I was listening one webinar yesterday, and there was this life coach.. or more like woman, who´s studied human behavior. Body language, how does our body react in stress or in good things. Well, I cant explain that, sorry! But she is expert what comes our bodies.
She told, in that webinar, that when she lost kilos, she did bought new clothes..and make up. Like appreciating her, as a woman more. I think, that I´m doing that now too.
I truly was thinking, why on earth I want some things more than before. Then I thought that I was sort of losing it ;)

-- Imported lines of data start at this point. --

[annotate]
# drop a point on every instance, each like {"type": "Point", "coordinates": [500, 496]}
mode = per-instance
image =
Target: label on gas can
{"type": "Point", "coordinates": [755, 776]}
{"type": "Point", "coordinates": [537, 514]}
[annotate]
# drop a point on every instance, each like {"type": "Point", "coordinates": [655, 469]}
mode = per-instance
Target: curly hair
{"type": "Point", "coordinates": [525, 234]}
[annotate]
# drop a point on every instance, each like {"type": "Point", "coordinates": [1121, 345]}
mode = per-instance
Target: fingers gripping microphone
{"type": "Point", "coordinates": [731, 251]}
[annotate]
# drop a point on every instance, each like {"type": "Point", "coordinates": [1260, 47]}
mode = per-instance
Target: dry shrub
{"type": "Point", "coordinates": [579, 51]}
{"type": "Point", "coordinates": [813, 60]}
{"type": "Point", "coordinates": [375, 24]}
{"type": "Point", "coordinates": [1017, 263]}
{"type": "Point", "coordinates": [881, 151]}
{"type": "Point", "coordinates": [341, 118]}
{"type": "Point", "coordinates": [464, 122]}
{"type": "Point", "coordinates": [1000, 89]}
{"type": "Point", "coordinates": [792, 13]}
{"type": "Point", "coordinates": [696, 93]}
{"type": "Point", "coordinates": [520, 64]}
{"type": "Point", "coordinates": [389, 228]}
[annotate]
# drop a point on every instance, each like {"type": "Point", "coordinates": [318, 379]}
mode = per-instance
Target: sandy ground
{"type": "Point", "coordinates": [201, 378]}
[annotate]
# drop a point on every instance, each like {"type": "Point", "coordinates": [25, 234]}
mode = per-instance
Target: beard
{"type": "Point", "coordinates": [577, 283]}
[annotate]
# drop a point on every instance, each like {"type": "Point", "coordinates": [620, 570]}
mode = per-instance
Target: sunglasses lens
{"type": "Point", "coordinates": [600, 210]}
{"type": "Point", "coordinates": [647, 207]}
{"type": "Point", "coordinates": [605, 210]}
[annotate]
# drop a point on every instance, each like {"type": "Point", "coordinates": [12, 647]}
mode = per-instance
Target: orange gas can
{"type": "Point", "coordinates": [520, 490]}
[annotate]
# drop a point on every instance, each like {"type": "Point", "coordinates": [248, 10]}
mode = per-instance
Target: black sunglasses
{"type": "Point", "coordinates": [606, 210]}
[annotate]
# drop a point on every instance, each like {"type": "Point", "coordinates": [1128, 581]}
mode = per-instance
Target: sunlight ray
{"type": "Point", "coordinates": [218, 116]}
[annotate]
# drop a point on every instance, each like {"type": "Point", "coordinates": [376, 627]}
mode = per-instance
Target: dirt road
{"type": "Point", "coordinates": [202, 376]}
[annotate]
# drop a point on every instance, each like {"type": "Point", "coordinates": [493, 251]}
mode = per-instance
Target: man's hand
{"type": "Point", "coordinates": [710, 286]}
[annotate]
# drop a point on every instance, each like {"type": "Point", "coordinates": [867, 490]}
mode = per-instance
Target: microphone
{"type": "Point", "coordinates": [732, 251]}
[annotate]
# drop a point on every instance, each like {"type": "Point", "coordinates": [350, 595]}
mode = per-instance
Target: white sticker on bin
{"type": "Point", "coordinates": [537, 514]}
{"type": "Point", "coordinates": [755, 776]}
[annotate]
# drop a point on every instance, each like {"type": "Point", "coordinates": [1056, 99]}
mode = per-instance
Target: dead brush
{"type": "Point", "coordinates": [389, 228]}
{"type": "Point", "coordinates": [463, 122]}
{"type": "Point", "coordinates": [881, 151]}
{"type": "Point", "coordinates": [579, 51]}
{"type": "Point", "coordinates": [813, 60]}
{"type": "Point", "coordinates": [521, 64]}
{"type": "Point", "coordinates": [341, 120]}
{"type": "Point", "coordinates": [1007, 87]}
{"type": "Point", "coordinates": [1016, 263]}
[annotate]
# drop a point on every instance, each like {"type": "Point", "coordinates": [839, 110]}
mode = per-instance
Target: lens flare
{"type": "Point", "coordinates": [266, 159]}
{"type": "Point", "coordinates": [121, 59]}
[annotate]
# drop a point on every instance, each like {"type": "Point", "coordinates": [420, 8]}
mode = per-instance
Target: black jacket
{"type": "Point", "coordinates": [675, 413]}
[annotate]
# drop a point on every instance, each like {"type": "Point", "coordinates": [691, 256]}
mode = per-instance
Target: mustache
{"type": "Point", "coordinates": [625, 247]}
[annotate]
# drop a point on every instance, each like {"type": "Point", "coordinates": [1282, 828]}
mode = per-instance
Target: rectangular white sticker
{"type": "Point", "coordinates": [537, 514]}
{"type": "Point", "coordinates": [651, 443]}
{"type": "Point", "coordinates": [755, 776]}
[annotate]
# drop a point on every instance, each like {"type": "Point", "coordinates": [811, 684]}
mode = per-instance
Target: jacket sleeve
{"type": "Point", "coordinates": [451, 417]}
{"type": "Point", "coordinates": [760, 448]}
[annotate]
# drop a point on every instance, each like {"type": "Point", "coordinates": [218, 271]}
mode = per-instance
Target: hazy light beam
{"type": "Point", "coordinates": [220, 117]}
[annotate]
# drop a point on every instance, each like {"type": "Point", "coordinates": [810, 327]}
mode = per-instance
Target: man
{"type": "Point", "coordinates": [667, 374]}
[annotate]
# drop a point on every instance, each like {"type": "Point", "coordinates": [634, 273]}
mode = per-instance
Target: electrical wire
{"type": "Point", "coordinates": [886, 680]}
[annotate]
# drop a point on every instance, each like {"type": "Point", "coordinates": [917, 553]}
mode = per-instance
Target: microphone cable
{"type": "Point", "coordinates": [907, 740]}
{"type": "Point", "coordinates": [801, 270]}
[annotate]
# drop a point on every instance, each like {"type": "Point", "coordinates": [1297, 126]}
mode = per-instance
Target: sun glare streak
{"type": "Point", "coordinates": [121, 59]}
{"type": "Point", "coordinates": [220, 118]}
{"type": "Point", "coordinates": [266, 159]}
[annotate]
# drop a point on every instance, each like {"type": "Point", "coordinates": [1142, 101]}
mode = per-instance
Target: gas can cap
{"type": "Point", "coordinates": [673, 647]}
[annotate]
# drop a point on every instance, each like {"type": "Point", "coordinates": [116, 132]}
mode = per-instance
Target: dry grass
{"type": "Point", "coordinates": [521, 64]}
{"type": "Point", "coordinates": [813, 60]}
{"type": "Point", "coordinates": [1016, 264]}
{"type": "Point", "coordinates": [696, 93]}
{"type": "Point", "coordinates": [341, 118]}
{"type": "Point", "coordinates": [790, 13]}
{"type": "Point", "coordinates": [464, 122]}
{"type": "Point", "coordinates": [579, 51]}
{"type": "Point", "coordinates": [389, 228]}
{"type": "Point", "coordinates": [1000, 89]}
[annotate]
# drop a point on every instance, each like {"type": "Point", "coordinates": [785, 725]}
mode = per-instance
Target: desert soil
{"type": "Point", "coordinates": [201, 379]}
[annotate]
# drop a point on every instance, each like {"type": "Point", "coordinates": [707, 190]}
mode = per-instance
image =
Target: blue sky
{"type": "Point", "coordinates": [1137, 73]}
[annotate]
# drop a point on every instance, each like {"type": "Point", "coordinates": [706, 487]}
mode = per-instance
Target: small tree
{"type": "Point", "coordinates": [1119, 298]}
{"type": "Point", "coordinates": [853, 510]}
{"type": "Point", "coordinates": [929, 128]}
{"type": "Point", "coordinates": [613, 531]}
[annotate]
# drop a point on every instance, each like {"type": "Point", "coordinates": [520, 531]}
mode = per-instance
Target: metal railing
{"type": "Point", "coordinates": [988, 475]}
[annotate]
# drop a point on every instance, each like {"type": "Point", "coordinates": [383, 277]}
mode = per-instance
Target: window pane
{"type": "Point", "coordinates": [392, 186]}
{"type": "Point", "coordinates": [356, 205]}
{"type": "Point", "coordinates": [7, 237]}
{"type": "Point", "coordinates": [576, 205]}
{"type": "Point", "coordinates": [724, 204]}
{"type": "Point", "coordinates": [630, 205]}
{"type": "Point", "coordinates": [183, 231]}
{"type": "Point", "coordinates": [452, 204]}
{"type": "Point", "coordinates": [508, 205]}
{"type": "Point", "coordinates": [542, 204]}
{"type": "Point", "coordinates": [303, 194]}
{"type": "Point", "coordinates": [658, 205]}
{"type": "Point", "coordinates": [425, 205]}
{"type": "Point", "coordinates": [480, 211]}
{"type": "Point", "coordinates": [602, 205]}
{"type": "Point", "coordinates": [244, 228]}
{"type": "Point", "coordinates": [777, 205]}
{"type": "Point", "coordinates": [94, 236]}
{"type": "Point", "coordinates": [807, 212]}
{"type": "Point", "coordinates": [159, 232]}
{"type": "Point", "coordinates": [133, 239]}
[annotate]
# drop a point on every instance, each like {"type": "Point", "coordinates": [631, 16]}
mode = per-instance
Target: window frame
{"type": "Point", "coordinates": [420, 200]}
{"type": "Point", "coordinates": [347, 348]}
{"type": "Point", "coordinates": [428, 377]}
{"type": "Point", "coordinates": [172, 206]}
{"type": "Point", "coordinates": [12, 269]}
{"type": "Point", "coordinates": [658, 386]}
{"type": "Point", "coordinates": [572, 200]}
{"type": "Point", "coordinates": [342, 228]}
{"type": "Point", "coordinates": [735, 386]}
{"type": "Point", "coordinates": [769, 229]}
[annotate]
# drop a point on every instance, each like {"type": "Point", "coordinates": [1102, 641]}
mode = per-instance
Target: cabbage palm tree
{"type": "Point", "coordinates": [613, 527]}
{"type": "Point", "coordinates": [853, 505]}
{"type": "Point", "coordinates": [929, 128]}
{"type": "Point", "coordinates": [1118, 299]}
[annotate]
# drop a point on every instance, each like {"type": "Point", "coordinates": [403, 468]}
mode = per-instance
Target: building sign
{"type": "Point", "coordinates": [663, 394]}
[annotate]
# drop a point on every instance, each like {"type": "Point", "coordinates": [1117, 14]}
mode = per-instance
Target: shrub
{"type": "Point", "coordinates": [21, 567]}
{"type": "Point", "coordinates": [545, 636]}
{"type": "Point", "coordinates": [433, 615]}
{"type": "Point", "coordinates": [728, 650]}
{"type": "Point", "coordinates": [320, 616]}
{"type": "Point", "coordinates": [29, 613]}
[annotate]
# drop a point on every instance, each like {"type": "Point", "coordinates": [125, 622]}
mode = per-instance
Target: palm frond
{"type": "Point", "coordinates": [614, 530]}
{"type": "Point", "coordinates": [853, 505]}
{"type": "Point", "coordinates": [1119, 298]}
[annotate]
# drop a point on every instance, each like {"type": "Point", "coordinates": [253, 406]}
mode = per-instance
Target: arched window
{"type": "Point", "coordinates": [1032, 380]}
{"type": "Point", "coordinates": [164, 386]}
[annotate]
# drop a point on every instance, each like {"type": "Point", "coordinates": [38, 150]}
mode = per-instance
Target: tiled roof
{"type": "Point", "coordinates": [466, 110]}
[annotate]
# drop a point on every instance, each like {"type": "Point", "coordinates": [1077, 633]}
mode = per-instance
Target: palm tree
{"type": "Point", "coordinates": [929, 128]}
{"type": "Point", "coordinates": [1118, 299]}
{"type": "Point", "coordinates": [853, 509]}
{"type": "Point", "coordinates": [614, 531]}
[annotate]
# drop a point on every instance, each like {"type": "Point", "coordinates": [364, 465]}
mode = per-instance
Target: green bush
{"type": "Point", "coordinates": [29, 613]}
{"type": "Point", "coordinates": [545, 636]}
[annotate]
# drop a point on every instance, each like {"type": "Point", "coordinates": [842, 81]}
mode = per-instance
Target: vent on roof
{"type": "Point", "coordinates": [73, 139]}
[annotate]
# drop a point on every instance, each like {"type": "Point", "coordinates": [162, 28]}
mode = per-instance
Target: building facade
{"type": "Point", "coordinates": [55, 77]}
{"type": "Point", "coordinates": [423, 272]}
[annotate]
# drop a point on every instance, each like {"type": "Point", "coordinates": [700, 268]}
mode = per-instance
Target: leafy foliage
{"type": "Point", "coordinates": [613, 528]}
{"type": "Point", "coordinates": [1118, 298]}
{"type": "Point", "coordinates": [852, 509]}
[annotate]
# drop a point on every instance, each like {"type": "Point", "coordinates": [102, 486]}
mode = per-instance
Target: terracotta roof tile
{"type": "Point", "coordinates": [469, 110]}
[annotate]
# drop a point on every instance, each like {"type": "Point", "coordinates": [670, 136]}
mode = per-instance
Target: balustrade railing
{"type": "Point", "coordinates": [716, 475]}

But no, I´m not. I´m acting totally normal now. I havent paid too much interested to me in so many years..now I´m doing that. Is that meaning, that I am appreciating me... finally?
That could be the story.
I have tried some clothes from my wardrobe, just to see what I like and what is totally no no. Amazing, that there is those no no- clothes a lot. I think, that I didnt really think, what I was wearing. As long as those were fitting me, I was happy. Now I need more.
This is great feeling, to seek me again but as a woman. Not as that young girl as I was. Now I´m stronger, and now I´m more me. And that is coming out, louder now.
I do like this feeling, I do like to be in control in my own life. Taking my time to really think, what is my thing in life, my style, my own thoughts. Not what someone else tells me to like.
These are some pictures, what I have put to Instagram. I actually thought, what I love and bought those. And now I´m happy to use those. Treating me as good as I can... :)
More make up, what I thought carefully...more like planned, not just bought some random items.
Last pieces from my make up puzzle, lipstick and some skincare.. now I´m happy.
This was more like journey to me. That this was, all those new things. Being sure, what I want.
That...it is new, too...being sure. But I am. And that feels good. These are those small/big steps in life.